PyPI version Python versions CI License: MIT GitHub stars

k-NN with guarantees. Near-duplicate search that provably misses nothing, quantised ANN that beats float indexes at 4× less RAM, and exact search when exactness is mandatory.

MIH — binary near-duplicate retrieval with a pigeonhole completeness guarantee (every neighbour within your radius is found), up to 3.5× faster than Faiss's MIH at matched recall · SQ8 HNSW — tracks or beats Faiss's float HNSW up to ~0.91 recall at a quarter of the memory · VP-trees — exact k-NN 12× faster than a flat scan for CV matching, dedup compliance, and ANN ground truth · drop-in for scikit-learn · SIMD on x86 and ARM · zero native deps beyond NumPy.

PyNear demo

PyNear is a metric-space nearest-neighbour library with a C++ core, built for the workloads between the embeddings world and brute force: binary descriptors with recall guarantees (MIH + IVF-Binary + the novel MIH-seeded HNSW — dedup, copy detection, ORB/BRIEF matching, robotics), memory-tight ANN (HNSW with int8 quantisation), and exact search (VP-trees, up to ~256-D) where a missed neighbour is a bug, not a recall statistic. One small NumPy-only API, scikit-learn drop-in, pre-built wheels (pip install pynear). For high-dimensional embedding retrieval at high recall, Faiss's HNSW is ~1.5× faster than ours — we publish that number ourselves, along with every other one where Faiss wins.


Table of Contents


Introduction

Search, recommendation, deduplication, and retrieval-augmented generation all reduce to the same primitive: turn an item — an image, an audio clip, a document, a face — into a descriptor (a fixed-length vector or bit-string), then find the descriptors nearest to it. Similar items map to nearby points, so "find similar" becomes "find nearest neighbours."
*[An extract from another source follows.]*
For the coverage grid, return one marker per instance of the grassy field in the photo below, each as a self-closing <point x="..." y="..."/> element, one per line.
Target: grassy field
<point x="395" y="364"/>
The right way to search depends on the data, and PyNear gives you one API for all three regimes instead of forcing every problem through the same tool:

  • Low-to-mid dimensions (a few up to ~256-D) — exact tree search wins. A VP-Tree prunes by distance to vantage points and returns the true nearest neighbours, no recall loss, no tuning — 12–13× faster than Faiss's brute-force scan on the same data.
  • High-dimensional float vectors (512–1024-D embeddings) — exact pruning collapses (the curse of dimensionality), so IVF-Flat trades a sliver of recall for large speed-ups.
  • Binary descriptors (ORB, BRIEF, perceptual hashes, SimHash) — Hamming distance plus Multi-Index Hashing uses the pigeonhole principle to find near-duplicates without scanning the whole dataset.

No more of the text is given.